La campagne virale réunit également Jessie Graff, cascadeuse/ceinture noire de taekwondo/Ninja Warrior, Alison Desir, activiste et coureuse de fond à l’origine du Harlem Run Club, Natasha Hastings, sprinteuse couronnée d’une médaille olympique, Zoe Zhang (Lanxin Zhang), championne de Taekwondo et actrice primée, et enfin Lindsey Vonn, skieuse olympique mythique et gourou du « body-positivisme ».

SPORT ENGAGÉ

« Girls Do Succeed » (« Les filles réussissent ») est un véritable mantra pour ce collectif éponyme, qui réalise des courts-métrages, dessine des vêtements de sport et publie un zine. Sur leur plateforme, pas de culte du corps mais plutôt une ode à la diversité, au « body positivisme » et au « cool ». Être healthy, faire beaucoup de sport ou juste un peu, être engagée ou simplement sensible à la cause féminine… Par des séries photos, des films, des interviews ou des témoignages sont réunies les aspirations d’une communauté de « vraies » femmes, qui cherchent à relever tous les défis. La pratique sportive y est aussi sublimée : à chacune sa vision et ses objectifs. L’important, c’est de participer.

« GDS montre des femmes qui ont le courage de se lancer, sans se préoccuper de leur apparence, de leur « ligne » ou de leur environnement. Les femmes ont besoin d’une plateforme comme celle-ci afin de comprendre l’importance de prendre soin d’elles et de relever leurs propres challenges » (interview GSD pour Hypebae).

« Une femme Girls Do Suceed est une femme forte, qui a confiance en elle, est active et n’a pas peur d’aller toujours plus loin »

Afin de répondre elles aussi aux attentes des femmes actives, Pip Edwards et Claire Tregoning créent en 2016 P.E Nation, une marque de sport à la rencontre du street et du sportswear.

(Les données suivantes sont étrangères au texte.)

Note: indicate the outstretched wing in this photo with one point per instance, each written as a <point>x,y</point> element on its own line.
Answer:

Avec une esthétique rétro, des looks colorblock et des rayures flashy, elles ont créé un univers aussi fonctionnel qu’esthétique. Les deux créatrices proposent en effet une alternative « mode » aux marques de sportswear classiques. Déjà repérées par Kylie Jenner ou Olivia Palermo, les collections sont régulièrement renouvelées (5 collections par an) et leur blog est alimenté d’interviews de femmes, dont le sport est devenu un véritable art de vivre.

 

Parmi les jeunes talents à suivre de près, Daniëlle Cathari, créatrice basée à Amsterdam, a fait une entrée remarquée au défilé VFILES (collectif de créateurs engagés pour une démocratisation des fashion weeks) à New York. Grâce à ses créations, les anciens survêts adidas des années 90 gagnent une seconde vie. Déconstruits puis réassemblés, les grands classiques du sportwear sont remis au goût du jour et twistés en version plus féminine et sexy.

RENVERSER LES CLICHÉS

En détournant les codes du « girly », les marques redistribuent les cartes.

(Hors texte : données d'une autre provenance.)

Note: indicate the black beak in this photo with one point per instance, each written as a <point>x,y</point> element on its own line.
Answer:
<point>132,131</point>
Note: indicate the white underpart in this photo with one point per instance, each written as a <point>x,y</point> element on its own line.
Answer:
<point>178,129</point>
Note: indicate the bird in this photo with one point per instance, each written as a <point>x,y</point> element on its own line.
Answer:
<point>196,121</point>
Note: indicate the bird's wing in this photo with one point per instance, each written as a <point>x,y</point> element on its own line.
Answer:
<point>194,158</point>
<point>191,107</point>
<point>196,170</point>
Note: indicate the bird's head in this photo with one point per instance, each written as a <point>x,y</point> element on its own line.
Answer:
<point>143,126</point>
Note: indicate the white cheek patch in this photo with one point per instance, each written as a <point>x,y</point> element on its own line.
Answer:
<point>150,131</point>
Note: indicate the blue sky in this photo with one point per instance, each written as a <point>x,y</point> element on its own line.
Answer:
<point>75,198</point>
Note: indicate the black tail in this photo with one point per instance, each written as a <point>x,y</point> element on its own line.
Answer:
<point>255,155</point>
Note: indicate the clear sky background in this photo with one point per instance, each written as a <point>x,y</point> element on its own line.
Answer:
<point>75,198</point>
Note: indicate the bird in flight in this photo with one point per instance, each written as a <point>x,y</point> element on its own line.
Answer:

Le rose, couleur emblématique, fait son grand retour dans les lignes sport. De la dernière collection Nike intitulée Chrome Blush, à la collection capsule « Move » d’Elisabetta Franchi, en passant par les nouvelles sneakers Puma roses à rubans… le Pink Millennial s’est imposé dans le vestiaire sportif.

Mais celui-ci s’accompagne surtout de messages et de slogans positifs, pensés par et pour les femmes.

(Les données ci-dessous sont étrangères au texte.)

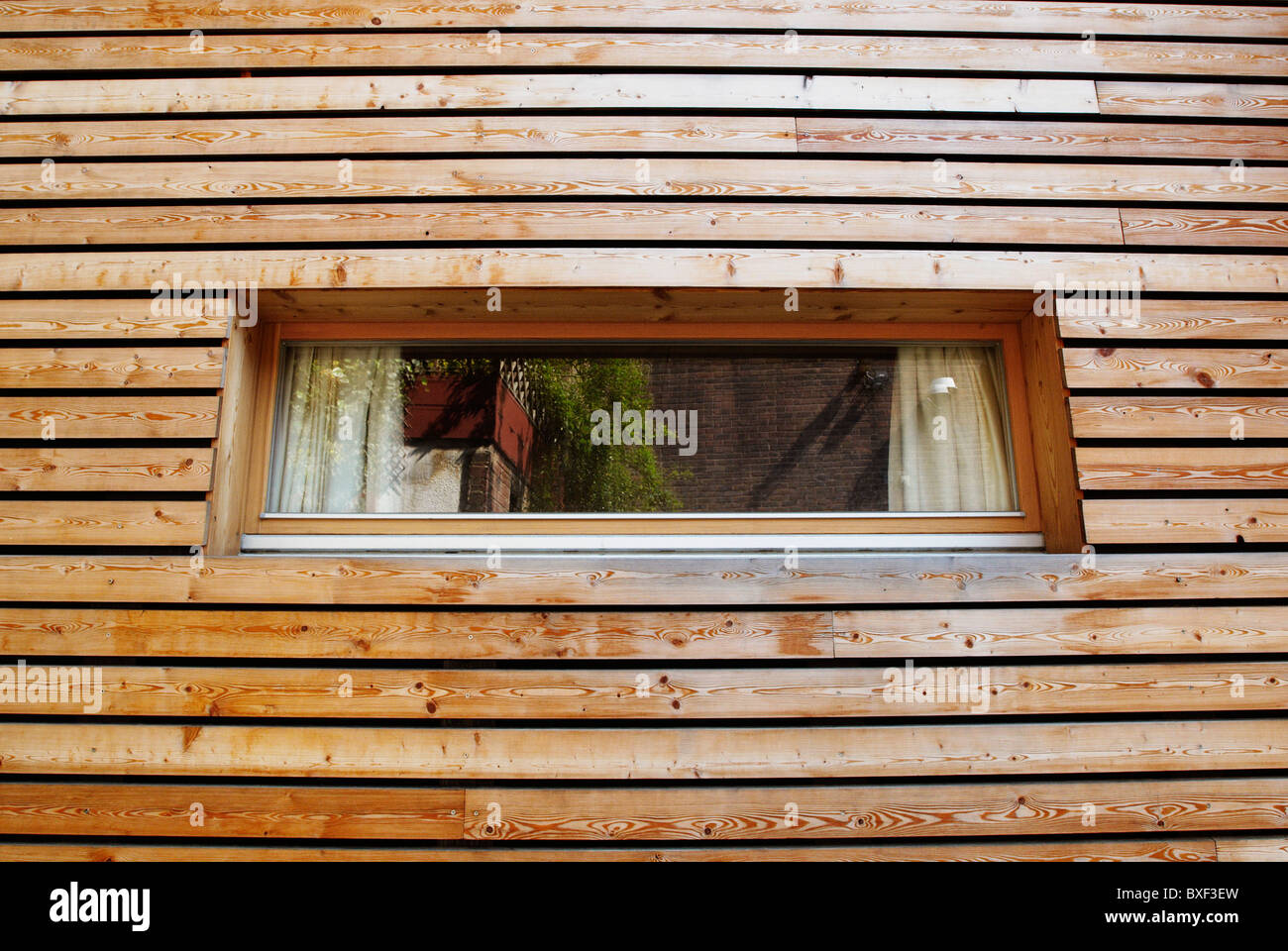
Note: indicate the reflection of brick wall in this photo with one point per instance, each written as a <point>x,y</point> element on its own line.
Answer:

Souvent associé à de l’ultra-émotivité, à un romantisme fleur bleue ou encore à la célèbre poupée Barbie, le rose prend aujourd’hui sa revanche et n’a jamais été aussi « powerful ».

La marque de streetwear Wood Wood a notamment décidé de porter l’étendard du romantisme sur ses hoodies, tandis que Kith décline une gamme de tee-shirts poudrés à la gloire du « self-love » (amour propre). Quant à la figure de Barbie, elle révèle un potentiel punk dans sa collaboration avec Missguided. Composée de 43 pièces toutes estampillées du célèbre logo (du body sexy au top en mesh, en passant par le shorty en velours), la collection dé-ringardise la poupée Mattel et lui offre une place de choix au temple du « cool ».